Sometimes, being in the driver’s seat isn’t all it’s cracked up to be. For millions of drivers, the seats we spend hours in feel like a sore counterpoint to the otherwise pleasant experience of riding in a modern automobile. Uncomfortable, impersonal and primitive, they offer nothing if not room for improvement.
But what if the car seat were smarter—intelligent enough to provide a better driving experience? Accenture Labs is making this a reality by giving the car seat a 21st century makeover. As part of the digital reinvention of industrial manufacturing known as Industry X.0, the team rethought the engineering process behind the humble bucket seat, adopting an intelligence-driven, adaptive design.
Designing a car seat is complicated and can take months to conceptualize and engineer. In fact, it is one of the most complex car systems to design, second only to the engine.
Accenture was challenged to create a new approach to product design that would slash the timeline and bring the car seat into the modern, digital era.
Accenture Labs’ three-step approach to product engineering begins with product conceptualization through crowdsourcing and artificial intelligence, progresses with design aided by virtual and augmented reality technologies, and concludes with prototyping that leverages cutting-edge tools to cut costs and time. This approach can make a tremendous impact on the automotive industry, for example, in which the manufacturing process can take as long as 36 months, with prototyping and simulation accounting for one-third of total costs.
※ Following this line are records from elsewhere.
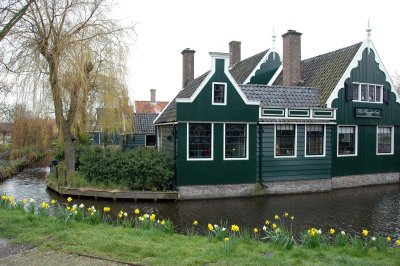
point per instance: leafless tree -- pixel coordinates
(75, 52)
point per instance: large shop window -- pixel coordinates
(235, 140)
(368, 92)
(219, 93)
(384, 140)
(347, 140)
(315, 138)
(200, 140)
(285, 139)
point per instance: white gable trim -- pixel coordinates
(353, 64)
(262, 61)
(225, 57)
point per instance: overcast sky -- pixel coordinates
(165, 28)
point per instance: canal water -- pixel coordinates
(374, 208)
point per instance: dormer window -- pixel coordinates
(365, 92)
(219, 93)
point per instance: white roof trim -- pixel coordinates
(263, 60)
(214, 56)
(353, 64)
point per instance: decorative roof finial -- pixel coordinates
(273, 42)
(369, 29)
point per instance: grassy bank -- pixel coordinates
(157, 247)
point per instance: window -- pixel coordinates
(347, 141)
(285, 139)
(219, 93)
(200, 140)
(315, 139)
(150, 140)
(367, 92)
(384, 140)
(235, 141)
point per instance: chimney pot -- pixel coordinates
(234, 53)
(291, 58)
(187, 66)
(153, 96)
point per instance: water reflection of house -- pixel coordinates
(294, 125)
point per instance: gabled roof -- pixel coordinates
(240, 72)
(278, 96)
(324, 71)
(149, 107)
(143, 123)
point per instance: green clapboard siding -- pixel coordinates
(267, 70)
(301, 167)
(217, 171)
(366, 161)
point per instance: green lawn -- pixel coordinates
(153, 247)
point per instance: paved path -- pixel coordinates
(26, 255)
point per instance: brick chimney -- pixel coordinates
(291, 58)
(153, 96)
(234, 53)
(187, 66)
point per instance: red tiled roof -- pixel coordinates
(148, 107)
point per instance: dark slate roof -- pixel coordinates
(279, 96)
(240, 72)
(324, 71)
(143, 123)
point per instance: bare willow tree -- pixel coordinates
(76, 51)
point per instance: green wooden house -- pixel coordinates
(288, 124)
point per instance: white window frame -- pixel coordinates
(295, 143)
(247, 143)
(145, 140)
(187, 142)
(368, 84)
(391, 141)
(355, 141)
(305, 141)
(225, 93)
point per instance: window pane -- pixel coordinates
(235, 141)
(315, 140)
(355, 92)
(384, 140)
(378, 93)
(371, 93)
(285, 140)
(364, 92)
(200, 140)
(346, 136)
(219, 93)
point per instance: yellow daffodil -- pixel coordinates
(235, 228)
"This convergence of a whole spectrum of breakthrough technologies from AI, edge intelligence and extended reality to 3D-printing and advanced analytics in this era of Industry X.0—it’s a game-changer for product development."
Managing Director, Digital Experiences R&D Lead, Accenture Labs
Accenture Labs’ process began with asking consumers what they want from their ride. Traditional field research takes months. But by harnessing artificial intelligence, crowdsourcing and scraping social media conversations, they gained consumer insights in just a few days.
First, they mined data across major social platforms to find out what people were saying about car seats.
From this, they extracted trends using AI algorithms to paint an accurate picture of the features consumers are actually interested in.
Because a sample size this large yields a vast sum of data, they leveraged human curation to glean meaningful insights. Using Accenture’s Digital Talent Broker, they quickly assembled a team of skilled workers with relevant experience to cull through the information and identify the top six problems voiced across social media:
Now armed with an accurate understanding of the problems, Accenture Labs set about working on the solution. The first feature they sought to integrate into the new seat was embedded sensors. These would gather a variety of driver data, like weight, height, posture and body temperature, while also monitoring behavior to inform other systems.
Next came the actual design of the seat itself.
In the past, engineering teams traditionally relied on CAD software for modeling, but these designs only existed as digital schematics. Engineers couldn’t interact with the seat or simulate how the sensors would function in the real world without building a physical prototype. But prototyping is an expensive, protracted undertaking: A seat must be fabricated, installed in a vehicle, a professional test driver hired, an obstacle course erected, etc. For each minor refinement to the design, the entire process needs to be restarted. What the team needed was to work in the data it had mined and simulate the functions of the seat sensors before anything was built.
Enter mixed reality.
The designers converted their CAD drawings to 3D, bringing the schematics to life through mixed reality headsets. Specialized software seamlessly solved technical differences between the CAD drawing and 3D model. This “digital double,” akin to a hologram, enabled engineers to manipulate the seat in three dimensions and see changes to the model in real time as they’re made in the CAD software.
With a fully realized design in hand, engineers at Accenture Labs moved onto prototyping the end-user experience. Using a rudimentary simulator rig and Oculus Rift Virtual Reality headset, engineers simulated the experience of riding in a vehicle outfitted with the new seat. The headset’s motion sensors detect the user’s position, producing similar telemetry to what can be expected from the embedded sensors designed into the CAD model.
Accenture Labs’ innovative car seat prototype, demonstrated at key industry conferences, garnered strong interest from automakers, paving the road for these innovations to add to the safety and comfort of drivers. As Industry X.0 continues to redefine manufacturing with bleeding- edge technology like mixed reality design and virtual prototyping, sectors ranging from the automotive industry to aerospace will see significant disruption and be able to pivot to new business models by deploying new services.
Innovations, such as rear and wing mirrors
that adjust automatically to the driver’s height,
ensures optimal views at all time of traffic
and conditions outside the vehicle.
Adaptive design that can detect body
movements, such as when a driver is holding
a phone, to slow the car down accordingly.
Friendly alerts that suggest refreshments when
the seat sensors pick up signs of
possible driver fatigue.
For auto manufacturers, the time and cost savings realized from new seat designs will enable them to develop other innovations and services that can add to the value of the vehicle and their bottom line.